There is a strong whiff of setting up a 'straw man' so that they can knock it down while building their case. I do not have any sense that other writers have unduly neglected results in writing about leadership attributes and the authors' insistence on that alleged failure gets a bit tedious. A related aspect of the same issue is that the author team is at least as good at marketing gimmickry as it is at building tables and figures. "Leadership" and "results" are two words of known selling power and they are used to the point of distraction. For this reader, the resulting 'hard sell' style casts a bit of a shadow over the authority of the work as a whole and contributes to the excessive glorification of 'leaders' as the source of all success that seems to be endemic at present.
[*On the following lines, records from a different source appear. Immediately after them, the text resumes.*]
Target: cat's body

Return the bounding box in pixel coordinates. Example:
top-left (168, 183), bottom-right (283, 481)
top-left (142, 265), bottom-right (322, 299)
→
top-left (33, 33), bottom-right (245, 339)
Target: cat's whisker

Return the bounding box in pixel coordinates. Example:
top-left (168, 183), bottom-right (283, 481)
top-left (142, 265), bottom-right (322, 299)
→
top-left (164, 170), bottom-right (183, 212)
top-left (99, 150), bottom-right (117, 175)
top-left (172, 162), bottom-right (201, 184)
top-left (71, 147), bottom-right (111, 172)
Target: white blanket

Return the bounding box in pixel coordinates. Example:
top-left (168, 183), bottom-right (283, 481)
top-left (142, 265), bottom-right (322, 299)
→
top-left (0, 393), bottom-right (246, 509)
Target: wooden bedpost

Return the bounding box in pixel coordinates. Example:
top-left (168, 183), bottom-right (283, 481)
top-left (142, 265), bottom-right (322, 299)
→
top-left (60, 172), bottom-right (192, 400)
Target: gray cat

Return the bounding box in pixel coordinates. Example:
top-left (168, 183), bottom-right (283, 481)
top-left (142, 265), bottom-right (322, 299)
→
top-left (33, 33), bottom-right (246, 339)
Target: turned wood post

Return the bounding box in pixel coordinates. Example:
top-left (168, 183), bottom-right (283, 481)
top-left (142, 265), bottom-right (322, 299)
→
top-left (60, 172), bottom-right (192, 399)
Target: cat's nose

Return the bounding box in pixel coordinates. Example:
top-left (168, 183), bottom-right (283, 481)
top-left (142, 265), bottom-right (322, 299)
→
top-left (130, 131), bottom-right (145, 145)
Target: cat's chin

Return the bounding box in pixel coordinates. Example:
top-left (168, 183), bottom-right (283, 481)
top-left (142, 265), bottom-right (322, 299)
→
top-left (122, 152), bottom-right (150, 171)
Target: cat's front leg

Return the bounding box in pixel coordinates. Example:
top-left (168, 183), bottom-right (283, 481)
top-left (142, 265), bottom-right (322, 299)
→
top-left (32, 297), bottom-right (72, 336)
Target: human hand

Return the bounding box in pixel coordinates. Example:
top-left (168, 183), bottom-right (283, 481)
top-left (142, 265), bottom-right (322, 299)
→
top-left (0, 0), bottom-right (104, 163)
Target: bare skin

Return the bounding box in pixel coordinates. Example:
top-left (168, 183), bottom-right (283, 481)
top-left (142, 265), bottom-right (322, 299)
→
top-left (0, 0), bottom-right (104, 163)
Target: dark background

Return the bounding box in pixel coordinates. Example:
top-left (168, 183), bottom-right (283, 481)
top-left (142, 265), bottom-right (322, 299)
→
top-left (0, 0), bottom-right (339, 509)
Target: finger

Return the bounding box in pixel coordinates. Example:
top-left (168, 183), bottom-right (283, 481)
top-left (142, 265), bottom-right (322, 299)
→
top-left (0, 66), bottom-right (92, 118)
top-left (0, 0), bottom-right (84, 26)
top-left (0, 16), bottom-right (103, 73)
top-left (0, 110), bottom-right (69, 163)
Much more important is a major gap in the range of leadership concerns covered. They devote a chapter to each of four major groups of stakeholders: employees, the organisation, customers and investors. There is no mention at all of society, the community or the environment as stakeholders, yet any substantial organisation ignores that very important group of stakeholders at their peril.
Similarly there is little direct mention of other critically important areas for leadership attention, for example their role in nurturing the supply chain, or in managing the technologically driven step changes so well described in Baghai et al: The Alchemy of Growth. While there is some brief discussion of alternative processes for developing strategies the essential leadership role of developing strategic direction is also treated very cursorily.
The third criticism is more subtle. Concern with results necessarily means concern with measurement or assessment. The authors in general deal quite well with the issue of establishing measures of results across a range of areas concerning their four chosen groups of stakeholders and recognise the importance of qualitative as well as quantitative measures. I think they should have given more attention to the associated risk of giving inadequate attention to things that are hard to measure just because measurement is difficult. One of the great societal questions at the moment is how we value things - like the environment and community harmony - that can not easily be expressed in terms of money. Defining and measuring balanced results is getting much harder, not easier, whether at a societal or an organisational level. It involves wisdom, not just skill, and any book that seeks to relate leadership to results should directly recognise that and directly address it.
So what you have is a book that solves the problems of the 80's and 90's rather than one that addresses the dominant concerns of the next century. But within its own framework, the book does quite a good job.